When we build applications that need to present complex numeric information to users, it’s inevitable that sooner of later we will have to find a way to show graphs of that information to the user. There are many graphing libraries, but they often look bad and they tend to be very hard to work with. Luckily, there is an application from Microsoft which has already considered many of the issues related to presenting numeric information: Excel!
Excel provides a simple way to work with numerical information to users. It’s been one of the most popular business applications of all time, so many users know already how to use it. It makes sense to consider Excel spreadsheets as an output format for those business applications which need to do reporting on numbers in a rich format complete with graphs and calculated fields. A nice extra feature of reporting in spreadsheet form is that the user can play with the information. For example, (s)he can create a pivot table from it and rotate the data, which helps bring the report alive.
Many financial applications now report in Excel format and the best known library to create these spreadsheets programmatically is POI. POI has been around for a long time and it is relatively easy to use. Most of the questions using POI are related to manipulating spreadsheets so that they can easily be merged or enriched with dynamically generated data.
When we use Excel as a reporting format, obviously we will want to inject dynamically generated data into the spreadsheets. If we didn’t do this, we would not be building “reports”. One can do this brute force by creating the spreadsheets from scratch from our custom applications which need to produce the Excel report, or we can do this in a smarter way where we build the spreadsheets as we would normally build spreadsheets, but using sample data, then allow our application simply to replace the sample data in the spreadsheets.
Why not hand-generate the spreadsheets?
Think of all the fancy GUI functions of Excel! It let’s you do so much so quickly. Its graphical UI will do much of the heavy lifting for you, so you don’t have to calculate references and you don’t have to manually fix the settings for each graph. This is precisely why people like using it in the first place. Now, think of you having to do all of this by hand. That is what we do when we use a graphing library: we custom-code everything.
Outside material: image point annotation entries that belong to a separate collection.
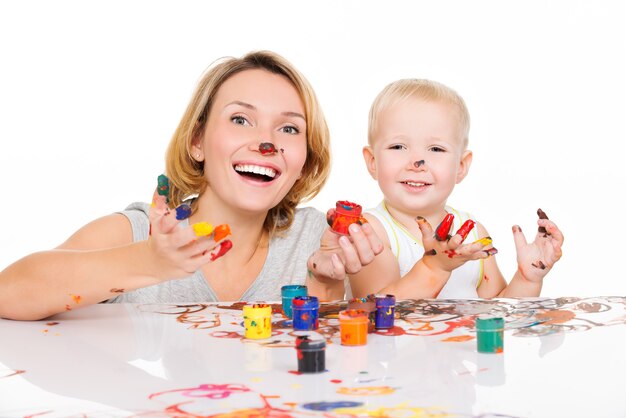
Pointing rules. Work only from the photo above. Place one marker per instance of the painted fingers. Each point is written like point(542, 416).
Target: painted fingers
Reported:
point(362, 247)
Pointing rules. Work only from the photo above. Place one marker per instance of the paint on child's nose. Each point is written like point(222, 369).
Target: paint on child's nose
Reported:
point(267, 148)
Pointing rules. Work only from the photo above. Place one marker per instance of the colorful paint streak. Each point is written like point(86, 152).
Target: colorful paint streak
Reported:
point(541, 229)
point(221, 249)
point(220, 232)
point(465, 229)
point(442, 233)
point(183, 212)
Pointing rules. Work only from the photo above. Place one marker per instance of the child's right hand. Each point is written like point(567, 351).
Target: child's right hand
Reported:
point(448, 254)
point(179, 252)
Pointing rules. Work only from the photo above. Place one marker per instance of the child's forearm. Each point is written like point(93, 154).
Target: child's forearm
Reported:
point(519, 286)
point(421, 281)
point(49, 282)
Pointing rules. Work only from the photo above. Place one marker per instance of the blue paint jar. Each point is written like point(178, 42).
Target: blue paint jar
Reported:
point(289, 292)
point(305, 311)
point(385, 311)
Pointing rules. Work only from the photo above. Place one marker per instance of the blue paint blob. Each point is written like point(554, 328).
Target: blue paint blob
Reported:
point(183, 212)
point(329, 406)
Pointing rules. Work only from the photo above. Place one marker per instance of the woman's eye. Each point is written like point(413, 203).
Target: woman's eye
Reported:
point(239, 120)
point(290, 130)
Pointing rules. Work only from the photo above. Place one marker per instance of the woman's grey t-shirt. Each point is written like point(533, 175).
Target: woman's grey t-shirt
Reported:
point(286, 262)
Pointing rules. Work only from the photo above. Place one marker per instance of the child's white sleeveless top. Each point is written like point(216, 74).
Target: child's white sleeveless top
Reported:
point(408, 250)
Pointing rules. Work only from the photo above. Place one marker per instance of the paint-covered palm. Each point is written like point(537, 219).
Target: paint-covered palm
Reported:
point(445, 252)
point(536, 259)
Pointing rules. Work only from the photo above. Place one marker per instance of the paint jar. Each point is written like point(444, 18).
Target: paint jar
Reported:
point(311, 352)
point(385, 311)
point(490, 333)
point(289, 292)
point(368, 305)
point(305, 310)
point(346, 213)
point(353, 327)
point(257, 320)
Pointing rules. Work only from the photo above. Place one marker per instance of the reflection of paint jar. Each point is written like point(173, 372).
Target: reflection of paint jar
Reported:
point(490, 370)
point(257, 320)
point(346, 213)
point(289, 292)
point(385, 310)
point(368, 305)
point(311, 353)
point(305, 311)
point(490, 333)
point(353, 327)
point(257, 358)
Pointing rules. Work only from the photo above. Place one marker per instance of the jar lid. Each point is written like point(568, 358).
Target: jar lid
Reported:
point(346, 208)
point(305, 302)
point(310, 341)
point(488, 322)
point(385, 300)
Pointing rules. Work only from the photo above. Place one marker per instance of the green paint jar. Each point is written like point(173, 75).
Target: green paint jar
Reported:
point(490, 333)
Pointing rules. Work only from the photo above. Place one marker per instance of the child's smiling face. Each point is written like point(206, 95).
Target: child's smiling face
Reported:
point(418, 155)
point(251, 108)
This doesn’t really make any sense in many cases, when building spreadsheets programatically.
So what is a “smarter” way
We can build Excel spreadsheets using the Excel app, then name tables and regions in a way that will become easy to replace programatically. Note, that this is where we normally run into issues. For example we can put our sample data into Excel and create a table out of it, then create a graph based on that table. Using POI, we can replace the sample data expecting that is all we have to do. But when we open the spreadsheet we quickly realize that the graph is broken and so is the table that it’s based on. After copying in the sample data, the references will no longer work, the totals will be wrong, and many things will simply be wiped out, because we overwrote them when we copied in our dynamic data.
Follow these steps to assure that critical pieces of the spreadsheet are preserved: Tables, regions, totals, and graphs.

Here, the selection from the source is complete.